Bots operando em rede… Mais um ano, mais 1.800 bots (pelo menos) impulsionando artificialmente as narrativas do país anfitrião da COP. Marc Owen Jones, da Northwestern University, no Catar, analisou 10.800 contas suspeitas no X em um período de uma semana e descobriu que dois terços delas eram consistentes com a atividade de bots e três quartos foram criadas ainda neste ano. E prometeram remover bots do X… Se o Azerbaijão está por trás disso, eles provavelmente se inspiraram nos Emirados Árabes Unidos no ano passado.

O dinheiro sujo está alimentando nossos esportes favoritos. Um relatório do New Weather Institute revelou que pelo menos US$ 5,6 bilhões foram pagos em 205 acordos de patrocínio ativos relacionados com esportes em março de 2024. Considerando a ameaça existencial que as mudanças climáticas representam para os esportes, isso precisa mudar. E quem ganha a Copa do Mundo do sportswashing? Arábia Saudita, com a Aramco pagando quase US$ 1,3 bilhões em dez acordos.
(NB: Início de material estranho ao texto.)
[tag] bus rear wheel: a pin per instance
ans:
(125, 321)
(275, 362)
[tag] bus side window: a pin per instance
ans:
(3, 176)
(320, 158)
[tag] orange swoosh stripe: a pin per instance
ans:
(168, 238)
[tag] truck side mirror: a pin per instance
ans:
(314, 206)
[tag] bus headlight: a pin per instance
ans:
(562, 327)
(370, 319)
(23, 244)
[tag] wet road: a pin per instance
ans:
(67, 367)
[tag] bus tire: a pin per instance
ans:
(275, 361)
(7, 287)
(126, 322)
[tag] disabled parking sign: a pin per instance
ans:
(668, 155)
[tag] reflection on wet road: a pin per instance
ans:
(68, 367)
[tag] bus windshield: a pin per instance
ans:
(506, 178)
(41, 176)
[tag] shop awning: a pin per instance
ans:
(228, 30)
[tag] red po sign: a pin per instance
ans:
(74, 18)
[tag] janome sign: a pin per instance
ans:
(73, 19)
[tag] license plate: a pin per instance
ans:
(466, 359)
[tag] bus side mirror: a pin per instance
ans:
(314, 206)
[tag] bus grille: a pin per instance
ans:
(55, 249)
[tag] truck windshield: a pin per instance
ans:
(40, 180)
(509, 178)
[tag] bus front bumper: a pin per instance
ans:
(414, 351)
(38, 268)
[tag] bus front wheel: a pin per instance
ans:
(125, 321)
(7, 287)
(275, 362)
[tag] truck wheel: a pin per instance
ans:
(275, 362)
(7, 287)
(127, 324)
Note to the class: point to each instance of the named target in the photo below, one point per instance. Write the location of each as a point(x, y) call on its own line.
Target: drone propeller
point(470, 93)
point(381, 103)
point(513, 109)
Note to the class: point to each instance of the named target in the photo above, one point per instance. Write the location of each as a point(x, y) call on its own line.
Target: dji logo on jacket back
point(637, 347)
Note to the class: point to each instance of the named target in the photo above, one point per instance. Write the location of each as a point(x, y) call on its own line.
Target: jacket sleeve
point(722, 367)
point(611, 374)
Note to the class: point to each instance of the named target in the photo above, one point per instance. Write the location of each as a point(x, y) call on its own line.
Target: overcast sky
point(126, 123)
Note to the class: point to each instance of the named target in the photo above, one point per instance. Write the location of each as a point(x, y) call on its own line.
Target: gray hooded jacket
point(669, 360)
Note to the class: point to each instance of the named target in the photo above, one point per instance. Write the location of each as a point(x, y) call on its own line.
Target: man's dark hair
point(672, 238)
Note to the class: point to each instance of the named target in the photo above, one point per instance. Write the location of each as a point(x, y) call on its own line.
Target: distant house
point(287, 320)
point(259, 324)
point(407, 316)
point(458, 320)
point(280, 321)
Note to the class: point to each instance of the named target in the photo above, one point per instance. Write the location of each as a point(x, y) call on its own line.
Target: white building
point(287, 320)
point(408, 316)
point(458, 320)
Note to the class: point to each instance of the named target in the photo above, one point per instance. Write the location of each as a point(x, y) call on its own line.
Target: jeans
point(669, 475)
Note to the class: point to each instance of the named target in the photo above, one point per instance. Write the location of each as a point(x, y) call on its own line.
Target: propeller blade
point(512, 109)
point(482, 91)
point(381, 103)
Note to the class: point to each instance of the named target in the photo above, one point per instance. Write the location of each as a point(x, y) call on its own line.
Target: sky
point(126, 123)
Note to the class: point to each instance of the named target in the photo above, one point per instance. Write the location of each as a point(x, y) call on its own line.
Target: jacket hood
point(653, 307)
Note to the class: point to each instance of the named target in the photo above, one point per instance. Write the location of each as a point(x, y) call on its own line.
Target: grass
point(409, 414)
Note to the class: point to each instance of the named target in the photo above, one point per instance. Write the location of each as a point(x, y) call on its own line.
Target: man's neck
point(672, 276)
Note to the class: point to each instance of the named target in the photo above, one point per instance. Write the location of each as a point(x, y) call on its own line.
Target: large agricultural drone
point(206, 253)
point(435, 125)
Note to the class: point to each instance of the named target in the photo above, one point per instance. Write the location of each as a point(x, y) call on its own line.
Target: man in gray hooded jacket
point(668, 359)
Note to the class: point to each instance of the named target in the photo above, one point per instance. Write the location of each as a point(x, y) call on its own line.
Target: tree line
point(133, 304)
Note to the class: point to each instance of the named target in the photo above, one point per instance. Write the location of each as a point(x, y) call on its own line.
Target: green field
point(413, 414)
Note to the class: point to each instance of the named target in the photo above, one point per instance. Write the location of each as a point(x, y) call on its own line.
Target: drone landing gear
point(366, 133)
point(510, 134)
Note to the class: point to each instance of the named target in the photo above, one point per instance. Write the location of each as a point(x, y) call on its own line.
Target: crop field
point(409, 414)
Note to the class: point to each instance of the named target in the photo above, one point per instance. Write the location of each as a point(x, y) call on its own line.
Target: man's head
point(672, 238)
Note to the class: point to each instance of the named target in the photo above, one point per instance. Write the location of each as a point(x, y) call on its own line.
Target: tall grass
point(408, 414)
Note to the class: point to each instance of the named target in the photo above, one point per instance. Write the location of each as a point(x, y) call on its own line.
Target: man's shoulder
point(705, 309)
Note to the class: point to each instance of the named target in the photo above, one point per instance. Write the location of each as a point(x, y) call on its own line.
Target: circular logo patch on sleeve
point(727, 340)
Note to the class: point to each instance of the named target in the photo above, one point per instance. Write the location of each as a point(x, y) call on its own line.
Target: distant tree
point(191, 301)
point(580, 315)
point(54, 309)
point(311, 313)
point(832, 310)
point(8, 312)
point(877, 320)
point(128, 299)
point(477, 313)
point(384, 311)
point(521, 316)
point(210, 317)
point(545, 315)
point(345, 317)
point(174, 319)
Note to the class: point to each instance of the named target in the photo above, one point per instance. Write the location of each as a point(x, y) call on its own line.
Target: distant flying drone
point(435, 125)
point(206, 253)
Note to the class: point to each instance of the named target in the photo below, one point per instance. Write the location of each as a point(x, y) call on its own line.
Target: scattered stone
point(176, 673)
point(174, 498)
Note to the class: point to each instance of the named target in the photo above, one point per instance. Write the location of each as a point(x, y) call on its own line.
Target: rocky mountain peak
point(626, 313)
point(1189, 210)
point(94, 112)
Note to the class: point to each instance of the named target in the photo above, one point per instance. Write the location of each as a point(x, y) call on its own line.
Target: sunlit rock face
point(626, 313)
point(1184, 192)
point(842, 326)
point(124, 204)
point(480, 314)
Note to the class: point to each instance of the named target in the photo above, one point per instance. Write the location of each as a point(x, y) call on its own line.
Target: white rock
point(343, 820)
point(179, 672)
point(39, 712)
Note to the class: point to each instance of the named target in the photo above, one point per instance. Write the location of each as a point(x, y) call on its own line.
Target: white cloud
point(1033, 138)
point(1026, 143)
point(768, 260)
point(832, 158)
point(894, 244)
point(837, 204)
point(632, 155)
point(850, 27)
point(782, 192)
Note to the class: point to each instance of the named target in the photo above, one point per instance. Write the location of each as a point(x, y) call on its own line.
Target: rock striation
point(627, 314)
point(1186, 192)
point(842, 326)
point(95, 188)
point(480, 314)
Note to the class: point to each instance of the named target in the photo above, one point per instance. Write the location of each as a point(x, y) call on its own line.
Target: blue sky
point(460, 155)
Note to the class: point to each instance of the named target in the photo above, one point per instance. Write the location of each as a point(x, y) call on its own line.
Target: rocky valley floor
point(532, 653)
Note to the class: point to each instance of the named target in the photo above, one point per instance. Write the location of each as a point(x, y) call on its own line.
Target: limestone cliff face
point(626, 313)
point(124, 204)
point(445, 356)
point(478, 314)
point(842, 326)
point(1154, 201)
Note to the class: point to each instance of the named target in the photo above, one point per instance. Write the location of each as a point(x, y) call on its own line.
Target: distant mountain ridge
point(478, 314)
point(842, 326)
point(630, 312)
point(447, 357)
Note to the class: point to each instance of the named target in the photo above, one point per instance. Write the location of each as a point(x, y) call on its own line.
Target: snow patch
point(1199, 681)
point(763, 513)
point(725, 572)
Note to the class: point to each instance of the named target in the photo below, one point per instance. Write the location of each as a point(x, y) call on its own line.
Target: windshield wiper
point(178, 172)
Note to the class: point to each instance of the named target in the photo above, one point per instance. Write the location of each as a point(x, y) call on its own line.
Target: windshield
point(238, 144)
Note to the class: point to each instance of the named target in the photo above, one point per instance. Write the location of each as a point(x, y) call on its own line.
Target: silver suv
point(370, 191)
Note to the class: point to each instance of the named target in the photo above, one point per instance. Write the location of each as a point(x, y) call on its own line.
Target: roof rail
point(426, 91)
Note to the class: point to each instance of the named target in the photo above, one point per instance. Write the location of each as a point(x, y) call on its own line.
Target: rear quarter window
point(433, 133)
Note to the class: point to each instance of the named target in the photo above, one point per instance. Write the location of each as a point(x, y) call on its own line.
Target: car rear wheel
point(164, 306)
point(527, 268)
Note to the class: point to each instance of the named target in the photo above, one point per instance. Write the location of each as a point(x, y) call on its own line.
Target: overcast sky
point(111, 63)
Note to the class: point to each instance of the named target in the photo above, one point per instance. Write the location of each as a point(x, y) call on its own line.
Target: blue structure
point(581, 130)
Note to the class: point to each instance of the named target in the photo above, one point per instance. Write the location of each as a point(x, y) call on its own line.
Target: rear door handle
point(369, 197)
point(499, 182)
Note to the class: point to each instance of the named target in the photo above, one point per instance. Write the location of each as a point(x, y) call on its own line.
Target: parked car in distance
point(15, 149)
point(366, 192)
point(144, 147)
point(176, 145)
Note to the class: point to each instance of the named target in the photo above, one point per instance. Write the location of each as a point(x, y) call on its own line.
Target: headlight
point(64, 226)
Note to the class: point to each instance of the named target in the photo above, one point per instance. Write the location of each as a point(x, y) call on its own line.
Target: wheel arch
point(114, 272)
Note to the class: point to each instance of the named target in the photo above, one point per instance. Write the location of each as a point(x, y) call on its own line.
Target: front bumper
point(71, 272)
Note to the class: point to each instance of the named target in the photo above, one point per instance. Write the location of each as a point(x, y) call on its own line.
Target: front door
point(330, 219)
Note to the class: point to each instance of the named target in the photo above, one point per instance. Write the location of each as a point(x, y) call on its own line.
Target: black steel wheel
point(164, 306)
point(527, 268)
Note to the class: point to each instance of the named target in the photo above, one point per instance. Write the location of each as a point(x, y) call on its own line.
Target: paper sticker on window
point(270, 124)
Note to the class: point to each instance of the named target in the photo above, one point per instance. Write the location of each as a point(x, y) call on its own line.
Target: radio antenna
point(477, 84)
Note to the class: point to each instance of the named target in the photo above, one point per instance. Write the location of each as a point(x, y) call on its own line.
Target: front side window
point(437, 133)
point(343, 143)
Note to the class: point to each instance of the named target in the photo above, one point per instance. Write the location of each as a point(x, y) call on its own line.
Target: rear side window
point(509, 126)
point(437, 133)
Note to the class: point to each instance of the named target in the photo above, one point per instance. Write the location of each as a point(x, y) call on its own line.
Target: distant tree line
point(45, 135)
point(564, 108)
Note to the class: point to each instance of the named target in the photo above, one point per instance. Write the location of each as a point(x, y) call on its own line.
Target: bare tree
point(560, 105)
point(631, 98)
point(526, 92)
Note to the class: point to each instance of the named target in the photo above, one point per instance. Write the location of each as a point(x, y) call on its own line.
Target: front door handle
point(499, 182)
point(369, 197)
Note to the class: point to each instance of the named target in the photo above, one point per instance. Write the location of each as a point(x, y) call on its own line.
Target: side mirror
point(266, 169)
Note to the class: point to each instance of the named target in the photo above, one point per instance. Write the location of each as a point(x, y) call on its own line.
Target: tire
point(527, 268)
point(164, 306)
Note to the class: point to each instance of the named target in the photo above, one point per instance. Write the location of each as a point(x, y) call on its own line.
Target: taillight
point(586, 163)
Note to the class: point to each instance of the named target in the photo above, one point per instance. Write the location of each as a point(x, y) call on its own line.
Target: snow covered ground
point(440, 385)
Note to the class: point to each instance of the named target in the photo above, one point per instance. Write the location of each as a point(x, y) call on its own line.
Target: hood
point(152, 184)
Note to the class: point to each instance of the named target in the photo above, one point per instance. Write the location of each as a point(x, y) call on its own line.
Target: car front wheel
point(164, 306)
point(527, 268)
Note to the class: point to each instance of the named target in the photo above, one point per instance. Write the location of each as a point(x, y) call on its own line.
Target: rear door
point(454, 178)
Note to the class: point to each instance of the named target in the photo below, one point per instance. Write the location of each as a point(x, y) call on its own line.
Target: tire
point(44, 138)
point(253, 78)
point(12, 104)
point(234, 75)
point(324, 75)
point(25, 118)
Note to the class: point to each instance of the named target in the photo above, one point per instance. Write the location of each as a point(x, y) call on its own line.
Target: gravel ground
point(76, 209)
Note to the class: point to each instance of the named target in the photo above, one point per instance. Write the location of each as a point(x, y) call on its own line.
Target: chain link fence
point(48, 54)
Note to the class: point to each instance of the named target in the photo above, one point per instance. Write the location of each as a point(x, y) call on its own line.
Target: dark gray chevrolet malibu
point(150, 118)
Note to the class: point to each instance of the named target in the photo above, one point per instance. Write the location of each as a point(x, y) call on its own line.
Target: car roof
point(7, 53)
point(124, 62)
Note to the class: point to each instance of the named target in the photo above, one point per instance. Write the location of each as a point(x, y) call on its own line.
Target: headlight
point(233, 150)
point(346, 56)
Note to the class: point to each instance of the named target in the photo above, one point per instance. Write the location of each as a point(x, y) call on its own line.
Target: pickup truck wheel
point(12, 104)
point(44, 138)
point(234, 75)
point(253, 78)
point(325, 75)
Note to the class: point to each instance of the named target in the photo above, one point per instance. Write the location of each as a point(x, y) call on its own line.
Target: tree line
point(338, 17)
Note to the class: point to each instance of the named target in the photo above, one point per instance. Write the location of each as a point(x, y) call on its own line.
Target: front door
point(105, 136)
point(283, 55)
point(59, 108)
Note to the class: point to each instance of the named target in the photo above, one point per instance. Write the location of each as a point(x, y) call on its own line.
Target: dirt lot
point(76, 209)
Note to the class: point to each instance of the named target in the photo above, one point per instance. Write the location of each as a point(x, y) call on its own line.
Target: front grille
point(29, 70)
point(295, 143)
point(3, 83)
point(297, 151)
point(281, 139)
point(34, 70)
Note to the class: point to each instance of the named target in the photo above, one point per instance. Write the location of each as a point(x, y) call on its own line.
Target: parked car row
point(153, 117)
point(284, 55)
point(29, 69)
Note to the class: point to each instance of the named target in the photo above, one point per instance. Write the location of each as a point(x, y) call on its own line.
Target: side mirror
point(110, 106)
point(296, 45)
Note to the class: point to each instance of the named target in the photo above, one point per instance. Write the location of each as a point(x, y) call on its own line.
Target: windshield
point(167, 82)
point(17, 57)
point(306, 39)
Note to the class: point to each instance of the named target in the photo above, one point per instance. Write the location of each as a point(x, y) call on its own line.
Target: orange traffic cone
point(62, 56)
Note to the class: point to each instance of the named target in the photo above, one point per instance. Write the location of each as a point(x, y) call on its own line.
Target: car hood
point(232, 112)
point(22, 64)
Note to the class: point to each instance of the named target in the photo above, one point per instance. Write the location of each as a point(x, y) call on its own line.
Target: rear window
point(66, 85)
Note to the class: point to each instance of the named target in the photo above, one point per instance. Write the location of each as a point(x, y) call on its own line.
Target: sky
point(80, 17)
As políticas são uma coisa — a sua aplicação é outra. Plataformas de publicidade, como Google e Amazon, continuam lucrando com a desinformação climática. Apenas verificando três sites que publicam desinformação climática, o Check My Ads e a CAAD identificaram 15 plataformas lucrando com a prática. Ter uma política sobre o assunto não parece mudar nada: oito das plataformas identificadas têm regras contra isso, e sete não têm.

Projeto Petróleo e Gás. Mais poluição, menos acesso à natureza, menos diversidade econômica. Um relatório do Center for American Progress descobriu que, se implementado, o Projeto 2025 estimularia a indústria de petróleo e gás às custas dos americanos comuns. Isso sem contar os subsídios existentes e os mais de US$ 250 bilhões de lucro que a indústria teve nos EUA entre 2021 e 2023.